Barbagallo M, Dominguez L J, Bardicef O, Resnick L M
Institute of Internal Medicine and Geriatrics, University of Palermo, Italy.
Hypertension. 2001 Sep;38(3 Pt 2):612-5. doi: 10.1161/hy09t1.095764.

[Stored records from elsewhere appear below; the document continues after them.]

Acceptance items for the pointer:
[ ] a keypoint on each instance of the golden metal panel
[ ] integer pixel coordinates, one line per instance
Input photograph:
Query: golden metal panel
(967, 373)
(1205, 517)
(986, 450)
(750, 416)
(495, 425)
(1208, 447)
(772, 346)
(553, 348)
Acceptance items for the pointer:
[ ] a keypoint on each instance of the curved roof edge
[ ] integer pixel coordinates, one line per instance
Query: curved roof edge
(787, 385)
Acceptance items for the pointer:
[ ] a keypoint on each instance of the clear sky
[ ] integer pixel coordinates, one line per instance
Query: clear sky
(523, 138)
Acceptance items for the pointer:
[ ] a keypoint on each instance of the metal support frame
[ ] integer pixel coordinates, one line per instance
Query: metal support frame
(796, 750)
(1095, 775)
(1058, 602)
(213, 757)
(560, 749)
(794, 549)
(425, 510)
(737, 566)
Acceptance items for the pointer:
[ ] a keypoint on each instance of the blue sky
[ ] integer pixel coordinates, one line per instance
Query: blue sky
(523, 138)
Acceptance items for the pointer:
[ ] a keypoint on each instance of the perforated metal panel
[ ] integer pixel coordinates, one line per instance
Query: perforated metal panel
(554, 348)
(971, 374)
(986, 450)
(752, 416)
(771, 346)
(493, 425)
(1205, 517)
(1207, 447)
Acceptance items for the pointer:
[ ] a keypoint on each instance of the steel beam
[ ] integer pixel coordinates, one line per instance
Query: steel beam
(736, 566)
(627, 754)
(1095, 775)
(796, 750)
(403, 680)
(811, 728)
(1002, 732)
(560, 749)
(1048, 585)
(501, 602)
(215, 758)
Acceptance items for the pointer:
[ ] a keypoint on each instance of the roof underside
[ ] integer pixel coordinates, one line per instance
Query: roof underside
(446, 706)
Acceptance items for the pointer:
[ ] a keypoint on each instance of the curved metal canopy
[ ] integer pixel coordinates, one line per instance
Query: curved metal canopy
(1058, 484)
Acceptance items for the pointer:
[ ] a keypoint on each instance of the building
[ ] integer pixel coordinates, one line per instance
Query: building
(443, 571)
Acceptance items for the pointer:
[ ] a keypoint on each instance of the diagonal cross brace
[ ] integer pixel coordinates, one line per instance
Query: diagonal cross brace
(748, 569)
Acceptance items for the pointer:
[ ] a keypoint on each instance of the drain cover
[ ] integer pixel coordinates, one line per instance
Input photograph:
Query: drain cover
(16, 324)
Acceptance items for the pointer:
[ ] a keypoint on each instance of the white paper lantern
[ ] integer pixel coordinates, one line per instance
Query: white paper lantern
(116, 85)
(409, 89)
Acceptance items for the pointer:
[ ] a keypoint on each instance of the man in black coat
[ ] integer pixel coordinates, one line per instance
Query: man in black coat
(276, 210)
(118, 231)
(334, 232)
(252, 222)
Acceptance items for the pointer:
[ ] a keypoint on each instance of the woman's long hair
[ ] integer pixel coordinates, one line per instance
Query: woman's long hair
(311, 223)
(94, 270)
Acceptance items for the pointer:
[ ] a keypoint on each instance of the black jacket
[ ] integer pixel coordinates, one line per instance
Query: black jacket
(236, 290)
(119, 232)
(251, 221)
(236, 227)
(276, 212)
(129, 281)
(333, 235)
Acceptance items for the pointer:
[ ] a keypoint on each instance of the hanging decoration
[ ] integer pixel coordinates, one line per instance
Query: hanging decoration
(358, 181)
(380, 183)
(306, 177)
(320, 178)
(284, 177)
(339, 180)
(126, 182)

Previous studies by our group have identified ionic aspects of insulin resistance in hypertension, in which cellular responses to insulin were influenced by the basal intracellular ionic environment-the lower the cytosolic free magnesium (Mg(i)), the less Mg(i) increased following insulin stimulation. To investigate whether this ionic insulin resistance represents a more general abnormality of cellular responsiveness in hypertension, we studied Mg(i) responses to nonhormonal signals such as hyperglycemia (15 mmol/L) and used (31)P-nuclear magnetic resonance (NMR) spectroscopy to measure Mg(i) in erythrocytes from normal (NL, n=14) and hypertensive (HTN, n=12) subjects before and 30, 60, 120, and 180 minutes after in vitro glucose incubations. Basal Mg(i) levels were significantly lower in HTN subjects than in NL subjects (169+/-10 versus 205+/-8 micromol.L(-1), P<0.01). In NL cells, hyperglycemia significantly lowered Mg(i), from 205+/-8 micromol.L(-1) (basal, T=0) to 181+/-8, 162+/-6, 152+/-7, and 175+/-9 micromol.L(-1) (T=30, 60, 120, and 180, respectively; P<0.005 versus T=0 at all times). In HTN cells, maximal Mg(i) responses to hyperglycemia were blunted, from 169+/-10 micromol.L(-1) (basal, T=0) to 170+/-11, 179+/-12, 181+/-14, and 173+/-15 micromol.L(-1) (T=30, 60, 120, and 180, respectively; P=NS versus T=0 at all times). For all subjects, Mg(i) responses to hyperglycemia were closely related to basal Mg(i) levels: the higher the Mg(i), the greater the response (n=26, r=0.620, P<0.001). Thus, (1) erythrocytes from hypertensive vis-à-vis normotensive subjects are resistant to the ionic effects of extracellular hyperglycemia on Mg(i) levels, and (2) cellular ionic responses to glucose depend on the basal Mg(i) environment. Altogether, these data support a role for altered extracellular glucose levels in regulating cellular magnesium metabolism and also suggest the importance of ionic factors in determining cellular responsiveness to nonhormonal as well as hormonal signals.
我们团队之前的研究已经确定了高血压中胰岛素抵抗的离子方面,其中细胞对胰岛素的反应受基础细胞内离子环境的影响——胞质游离镁(Mg(i))越低,胰岛素刺激后Mg(i)升高越少。为了研究这种离子胰岛素抵抗是否代表高血压中细胞反应性更普遍的异常,我们研究了Mg(i)对非激素信号如高血糖(15 mmol/L)的反应,并使用(31)P-核磁共振(NMR)光谱法测量正常(NL,n = 14)和高血压(HTN,n = 12)受试者体外葡萄糖孵育前以及孵育30、60、120和180分钟后红细胞中的Mg(i)。HTN受试者的基础Mg(i)水平显著低于NL受试者(169±10对205±8 μmol·L(-1),P<0.01)。在NL细胞中,高血糖显著降低了Mg(i),从205±8 μmol·L(-1)(基础,T = 0)降至181±8、162±6、152±7和175±9 μmol·L(-1)(分别为T = 30、60、120和180;所有时间点与T = 0相比P<0.005)。在HTN细胞中,对高血糖的最大Mg(i)反应减弱,从169±10 μmol·L(-1)(基础,T = 0)降至170±11、179±12、181±14和173±15 μmol·L(-1)(分别为T = 30、60、120和180;所有时间点与T = 0相比P = 无显著性差异)。对于所有受试者,Mg(i)对高血糖的反应与基础Mg(i)水平密切相关:Mg(i)越高,反应越大(n = 26,r = 0.620,P<0.001)。因此,(1)高血压患者相对于正常血压患者的红细胞对细胞外高血糖对Mg(i)水平的离子效应具有抗性,(2)细胞对葡萄糖的离子反应取决于基础Mg(i)环境。总之,这些数据支持细胞外葡萄糖水平改变在调节细胞镁代谢中的作用,并也表明离子因素在决定细胞对非激素以及激素信号的反应性方面的重要性。